Answers a paused request with a synthetic response (Fetch.fulfillRequest) — the page never hits the network for it.

Returns the page's full serialized HTML (document.documentElement.outerHTML).

Navigates to url and (by default) waits until the network is almost idle.

Starts observing network traffic, delivering CDP Network events to the calling process.

Renders the page to PDF (Page.printToPDF).

Returns a response's body by its request_id (from a Network.responseReceived event), via Network.getResponseBody.

Captures a PNG screenshot.

Sets cookies. Each is a CDP CookieParam map — at least "name", "value", and a "url" or "domain". Lazily enables Network. Options: :timeout.

Sets extra HTTP headers sent with every subsequent request on this page.

Overrides the page's User-Agent (Emulation.setUserAgentOverride).

Overrides the viewport via Emulation.setDeviceMetricsOverride.

Stops observing — unsubscribes the caller from the network :events. Leaves the Network domain enabled.

Returns the textContent of the first element matching css, or nil when no element matches.

Returns {:ok, true} when the first element matching css is rendered and visible (has layout boxes, not display: none / visibility: hidden), {:ok, false} otherwise — including when no element matches.

Polls a JavaScript expression until it is truthy, or timeout elapses.

Waits for a navigation lifecycle milestone, without issuing a navigation.

Blocks until the network has been idle — at most :max_inflight in-flight requests — for :idle_time ms continuously, or timeout.

Blocks until a network response whose URL matches matcher arrives, or timeout.

Polls until css matches an element, or timeout elapses.

Types

t()

@type t() :: %CDPEx.Page{
  browser: pid(),
  conn: pid(),
  session_id: String.t() | nil,
  target_id: String.t()
}

Functions

attribute(page, css, name, opts \\ [])

@spec attribute(t(), String.t(), String.t(), keyword()) ::
  {:ok, String.t() | nil} | {:error, term()}

Returns attribute name of the first element matching css, or nil when the element or attribute is absent.

authenticate(page, username, password, opts \\ [])

@spec authenticate(t(), String.t(), String.t(), keyword()) :: :ok | {:error, term()}

Arms HTTP/proxy authentication on this page with username/password.

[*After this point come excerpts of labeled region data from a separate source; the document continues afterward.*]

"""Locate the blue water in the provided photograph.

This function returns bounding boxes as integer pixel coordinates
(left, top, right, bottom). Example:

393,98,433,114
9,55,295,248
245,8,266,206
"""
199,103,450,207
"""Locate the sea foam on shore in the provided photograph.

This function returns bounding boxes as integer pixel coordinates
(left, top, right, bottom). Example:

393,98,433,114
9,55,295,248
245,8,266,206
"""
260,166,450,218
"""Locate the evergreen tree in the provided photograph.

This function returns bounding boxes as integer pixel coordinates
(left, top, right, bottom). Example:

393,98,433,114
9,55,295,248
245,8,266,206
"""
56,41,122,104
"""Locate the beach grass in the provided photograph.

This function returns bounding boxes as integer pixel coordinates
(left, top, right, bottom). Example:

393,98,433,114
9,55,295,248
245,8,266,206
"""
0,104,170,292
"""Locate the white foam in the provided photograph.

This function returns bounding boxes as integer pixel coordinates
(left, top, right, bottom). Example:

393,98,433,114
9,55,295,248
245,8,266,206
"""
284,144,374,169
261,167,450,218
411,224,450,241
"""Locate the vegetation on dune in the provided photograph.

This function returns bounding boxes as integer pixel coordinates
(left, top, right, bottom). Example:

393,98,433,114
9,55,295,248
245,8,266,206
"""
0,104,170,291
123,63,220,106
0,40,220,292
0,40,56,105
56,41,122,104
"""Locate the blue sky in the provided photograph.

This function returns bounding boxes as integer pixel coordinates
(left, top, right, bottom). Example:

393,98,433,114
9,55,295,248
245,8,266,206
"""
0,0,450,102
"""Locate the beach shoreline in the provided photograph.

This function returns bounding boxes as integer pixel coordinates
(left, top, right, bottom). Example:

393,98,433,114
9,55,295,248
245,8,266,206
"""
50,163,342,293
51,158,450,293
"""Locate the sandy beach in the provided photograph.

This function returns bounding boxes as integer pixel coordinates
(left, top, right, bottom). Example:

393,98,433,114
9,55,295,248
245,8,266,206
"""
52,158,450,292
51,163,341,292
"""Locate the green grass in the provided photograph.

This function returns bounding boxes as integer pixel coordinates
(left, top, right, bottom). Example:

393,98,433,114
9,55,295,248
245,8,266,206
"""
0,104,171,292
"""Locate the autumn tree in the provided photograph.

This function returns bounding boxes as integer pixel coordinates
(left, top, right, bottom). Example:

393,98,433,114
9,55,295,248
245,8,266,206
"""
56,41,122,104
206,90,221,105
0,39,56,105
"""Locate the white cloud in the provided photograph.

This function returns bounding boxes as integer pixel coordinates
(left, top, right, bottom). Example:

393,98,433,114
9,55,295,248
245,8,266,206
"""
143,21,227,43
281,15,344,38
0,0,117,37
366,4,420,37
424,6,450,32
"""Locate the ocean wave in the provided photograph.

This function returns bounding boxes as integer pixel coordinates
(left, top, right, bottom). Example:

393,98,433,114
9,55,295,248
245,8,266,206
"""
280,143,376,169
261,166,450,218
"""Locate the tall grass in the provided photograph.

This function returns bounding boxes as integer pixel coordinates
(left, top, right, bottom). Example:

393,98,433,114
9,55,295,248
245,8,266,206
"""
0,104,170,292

Headless Chrome launched with --proxy-server=host:port can't send proxy credentials, so an authenticated proxy rejects the connection (net::ERR_INVALID_AUTH_CREDENTIALS). Call this after new_page/2 and before navigate/3: it answers the proxy (or HTTP Basic) auth challenge with the given credentials. It also covers Basic-auth-gated origins.

This enables the CDP Fetch domain for the page, which pauses (and auto-continues) every request — measurable overhead on heavy pages.

Only :dedicated pages (the new_page/2 default) are supported; a :session page returns {:error, {:unsupported_transport, :session}}. A page that isn't one of this browser's open pages returns {:error, :unknown_page}, a page that is already authenticated returns {:error, :already_authenticated}, and a page that already has request interception enabled returns {:error, {:conflict, :intercepting}} (auth and interception both drive the Fetch domain — use one per page).

The bad-credentials loop guard keys on the request id, so a single request that must answer both a proxy and an origin challenge isn't supported — the second challenge is cancelled (Puppeteer-parity).

Options:

  • :source — which challenges to answer: :any (default), :proxy, :server. An unknown value returns {:error, {:invalid_source, value}}.

call_function(page, function_declaration, args \\ [], opts \\ [])

@spec call_function(t(), String.t(), [term()], keyword()) ::
  {:ok, term()} | {:error, term()}

Calls a JavaScript function with args and returns its value.

function_declaration is a JS function expression (e.g. "(a, b) => a + b"). args are JSON-encoded (not string-interpolated) before being applied, so passing data values through them is safe. A thrown exception is {:error, {:evaluate_exception, details}}; non-serializable args return {:error, {:invalid_args, reason}}.

Trusted input

function_declaration is interpolated into the page script verbatim — treat it as trusted code and never build it from untrusted input.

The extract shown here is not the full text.